Stanley Gee told The Associated Press that underwater inspections of the piers on the 2,184-foot bridge linking Crown Point, N.Y., and Addison, Vt., should be completed in a day or two.

Department of Transportation engineers will then analyze the information and determine if the 80-year-old span can be repaired or has to be replaced, Gee said.

DOT officials closed the bridge Oct. 16, the day Gee says the agency received the pier inspection analysis that reported severe erosion to a concrete pier caused by freezing and thawing water over the years.

New York and Vermont own the bridge, but New York's DOT is in charge of maintenance.

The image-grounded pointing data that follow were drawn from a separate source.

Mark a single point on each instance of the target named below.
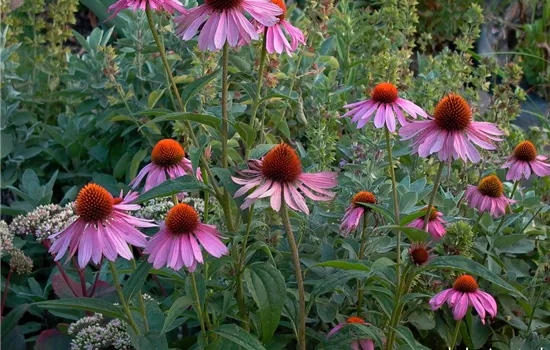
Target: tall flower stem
(299, 277)
(504, 216)
(123, 301)
(240, 270)
(395, 204)
(434, 193)
(226, 202)
(361, 255)
(176, 93)
(5, 295)
(455, 335)
(198, 307)
(260, 81)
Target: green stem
(299, 277)
(198, 308)
(434, 193)
(455, 335)
(260, 80)
(364, 237)
(504, 216)
(122, 298)
(395, 204)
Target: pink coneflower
(175, 245)
(524, 161)
(419, 253)
(156, 5)
(167, 158)
(387, 104)
(280, 172)
(488, 196)
(225, 21)
(435, 224)
(276, 36)
(102, 229)
(451, 132)
(361, 344)
(355, 211)
(465, 293)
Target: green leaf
(154, 97)
(266, 284)
(247, 133)
(87, 304)
(11, 319)
(414, 234)
(179, 306)
(137, 280)
(196, 86)
(467, 265)
(204, 119)
(172, 186)
(239, 336)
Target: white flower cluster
(156, 209)
(6, 238)
(93, 332)
(44, 220)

The span is a deck truss bridge similar in design to the one that collapsed in Minneapolis in 2007, killing 13 people and injuring 145. After that incident, all 49 deck truss spans in New York state were inspected, including the Champlain Bridge. None was found to have serious structural problems.

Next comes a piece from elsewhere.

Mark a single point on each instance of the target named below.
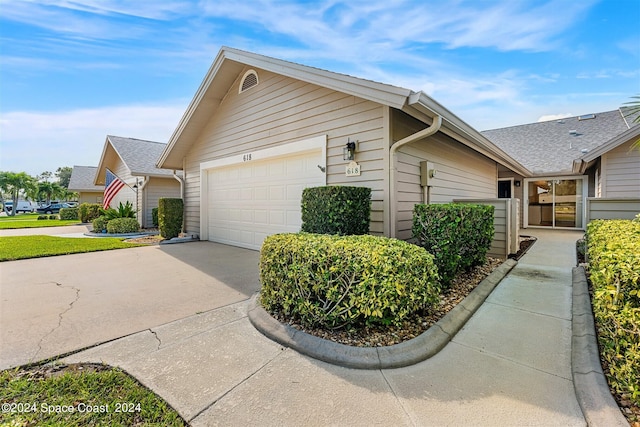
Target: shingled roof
(82, 178)
(549, 148)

The 2007 inspection of the Champlain Bridge focused on its upper section, not the underwater sections of 10-foot-thick concrete piers, Gee said. A biennial inspection conducted this past spring found problems with the steel structure, and repair work was begun in the summer as New York's DOT and the Vermont Agency for Transportation studied whether to rehabilitate or replace the bridge.

While the repair work was under way in September, the lake's water level dropped and crews spotted erosion on previously submerged sections of piers, Gee said. An underwater inspection discovered an 18-inch erosion on one of the piers, compared to 5 inches in 2005, the last time such an inspection was required under DOT bridge regulations.

Alarmed by the increased rate of damage, DOT officials decided to shut down the bridge, Gee said. Rates of erosion before 2005 were more gradual, he said.

"We're trying to figure out why this particular bridge and its foundations are deteriorating more quickly than others," said Gee, whom Gov. David Paterson nominated in May as DOT commissioner.

If the bridge can't be reopened, DOT officials favor putting a temporary replacement nearby, Gee said. Building a replacement across a narrow part of the lake 3 miles south of Ticonderoga is no longer an option because of road infrastructure concerns on both shores, he said.

While the bridge remains closed, free ferry and bus rides are being offered to get people and vehicles across the southern end of the lake. Otherwise, motorists face an 80-mile detour over New York and Vermont roads.

Despite the apparent suddenness of the bridge closure, Gee said the DOT's current guidelines for bridge safety worked at Crown Point.

"I think our systems work in that we inspect the bridge and we do the analysis and try to repair it," he said. "When more information comes to us we act according to our protocol. It's not the first time we closed bridges."

As for the 48 other deck truss bridges in New York, Gee said: "My message is that they're safe."